Sternengeschichten Folge 315: Eugenia und Petit-Prince

Wer heute aus dem Fenster einer Wohnung in Paris zum nächtlichen Himmel schaut, wird dort vermutlich nicht viel sehen. Vielleicht den Mond und mit etwas Glück den einen oder anderen sehr hellen Stern. Der Rest des Universums verschwindet im hellen Licht der französischen Hauptstadt. Als aber Hermann Mayer Salomon Goldschmidt in der Mitte des 19. Jahrhundert aus dem Fenster seiner Pariser Wohnung blickte, machte er dagegen Entdeckungen, die die Astronomen heute noch beschäftigen.

Goldschmidt wurde in Frankfurt geboren, arbeitete zuerst als Kaufmann in der Firma seines Vaters und ging dann nach Paris um dort als Maler zu arbeiten. Dann aber wandte er sich der Astronomie zu und obwohl er keine formale wissenschaftliche Ausbildung hatte, wurde er zu einem der erfolgreichsten Entdecker von Asteroiden. Zwischen 1852 und 1861 fand er vierzehn Stück; das war damals mehr, als jeder andere Astronom vor ihm entdeckt hatte.

Eugènie und ihr kleiner Prinz (Bild: gemeinfrei

Eugènie und ihr kleiner Prinz (Bild: gemeinfrei

Sein Teleskop, das er vom 6. Stock seines Appartementhauses zum Himmel richtete hatte nur einen Durchmesser von 10 Zentimetern. Aber es reichte aus, um ein paar wirklich beeindruckende Himmelskörper zu entdecken. Den ersten am 15. November 1852, den zweiten am 26. Oktober 1854 und dann bis 1861 in fast jedem Jahr mindestens einen und meistens sogar mehrere. Der siebte von Goldschmidt entdeckte Asteroid tauchte am 27. Juni 1857 in seinem Teleskop auf. Goldschmidt gab ihm den Namen “Eugenia”, nach Eugénie de Montijo, die Ehefrau von Napoleon III, die damals Kaiserin von Frankreich war. Es war das erste Mal, das ein Asteroid nachweislich nach einer lebenden Person benannt wurde. Allerdings gab es auch noch nicht allzu viele Präzedenzfälle; Eugenia war der 45. Asteroid der einen Namen bekommen hat, weswegen er nun offiziell auch “(45) Eugenia” heißt. Zuvor hatte man sich im Wesentlichen bei Namen aus der griechisch-römischen-Mythologie bedient.

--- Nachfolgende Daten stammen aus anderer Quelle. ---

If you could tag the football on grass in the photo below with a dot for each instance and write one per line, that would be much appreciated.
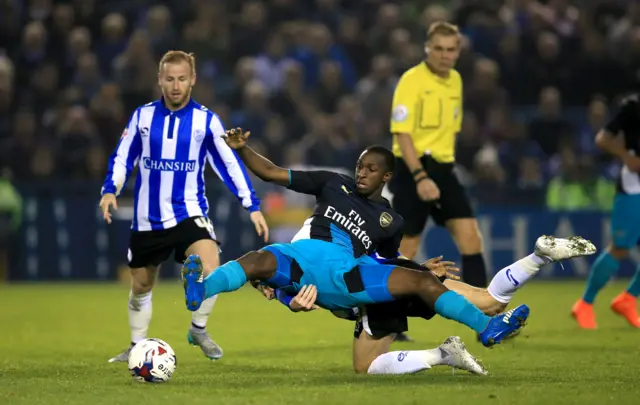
(152, 360)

Eugenia jedenfalls war ein sehr beeindruckendes Exemplar. Mit einem Durchmesser von 200 Kilometern gehört er zu den größten Asteroiden im Asteroidengürtel zwischen Mars und Jupiter; nur 19 andere Asteroiden sind größer. Eugenia ist im Mittel 2,7 Astronomische Einheiten von der Sonne entfernt, also 2,7 mal weiter als die Erde. Seine Bahn ist fast kreisförmig: Am sonnennächsten Punkt befindet er sich 2,5 Astronomische Einheiten von der Sonne entfernt, am sonnenfernsten Punkt sind es 2,9 Astronomische Einheiten. Die Bahn von Eugenia ist auch nur schwach um 6 Grad gegenüber der Ebene des Sonnensystems geneigt. Er braucht 4 Jahre und 178 Tage für eine Runde um die Sonne und 5 Stunden und 42 Minuten für eine Drehung um seine eigene Achse.

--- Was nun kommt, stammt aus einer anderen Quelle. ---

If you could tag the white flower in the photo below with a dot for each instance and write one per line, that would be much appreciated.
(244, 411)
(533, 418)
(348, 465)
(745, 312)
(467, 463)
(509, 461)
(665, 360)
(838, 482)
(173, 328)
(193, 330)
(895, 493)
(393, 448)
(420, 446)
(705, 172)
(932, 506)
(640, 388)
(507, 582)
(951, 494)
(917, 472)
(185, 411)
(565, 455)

Alles in allem ist es also ein recht typischer Asteroid der eigentlich nicht weiter bemerkenswert wäre. Das änderte sich am 1. November 1998. Mittlerweile blickten die Astronomen nicht mehr aus Pariser Wohnungen zum Himmel sondern von großen Sternwarten auf den Gipfeln hoher Berge. Zum Beispiel vom Mauna Kea auf Hawaii und auch nicht mehr mit einem 10-Zentimeter-Teleskop sondern einem Gerät mit einem Spiegel von 3,6 Metern Durchmesser. Damit blickten der Astronom William Merline und seine Kollegen zu Eugenia und fanden… einen Mond.

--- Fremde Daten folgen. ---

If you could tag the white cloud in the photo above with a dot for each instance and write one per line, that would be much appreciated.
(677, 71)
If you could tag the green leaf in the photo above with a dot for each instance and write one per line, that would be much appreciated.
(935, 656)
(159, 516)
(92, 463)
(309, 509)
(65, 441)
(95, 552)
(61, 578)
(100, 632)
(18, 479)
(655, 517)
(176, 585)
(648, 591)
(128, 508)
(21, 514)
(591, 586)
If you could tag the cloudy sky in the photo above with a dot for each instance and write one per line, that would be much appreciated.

Man wusste damals schon, dass es so etwas wie Asteroidenmonde oder Doppelasteroiden – was eigentlich die bessere Bezeichnung ist – geben konnte. Im August 1993 flog die Raumsonde Galileo auf dem Weg zum Jupiter am Asteroid Ida vorbei und entdeckte per Zufall, dass er von einem kleinen, nur 1,4 Kilometer großen Felsbrocken umkreist wird. Was Merline und seine Kollegen aber 1998 bei Eugenia fanden, geschah das erste Mal von der Erde aus. Sie gaben ihre Entdeckung am 20. März 1999 bekannt und es dauerte dann noch einmal mehr als ein Jahr, bevor das Objekt am 3. Oktober 2000 einen offiziellen Namen erhielt.

Der Mond von Eugenia wurde Petit-Prince genannt, also “Kleiner Prinz”. Dieser Name bezog sich einerseits auf Napoléon Eugène Louis Bonaparte, den Sohn von Eugénie de Montijo und Napoleon III. Mutter und Sohn waren nun also auch am Himmel vereint – der Name war aber natürlich auch eine Anspielung auf das weltberühmte Buch des Franzosen Antoine de Saint-Exupéry mit dem Titel “Le Petit Prince” beziehungsweise “Der kleine Prinz”. In diesem Buch kommt der kleine Prinz nicht nur von einem Asteroid sondern reist auch von einem Asteroid zu anderem und erlebt dort diverse Abenteuer.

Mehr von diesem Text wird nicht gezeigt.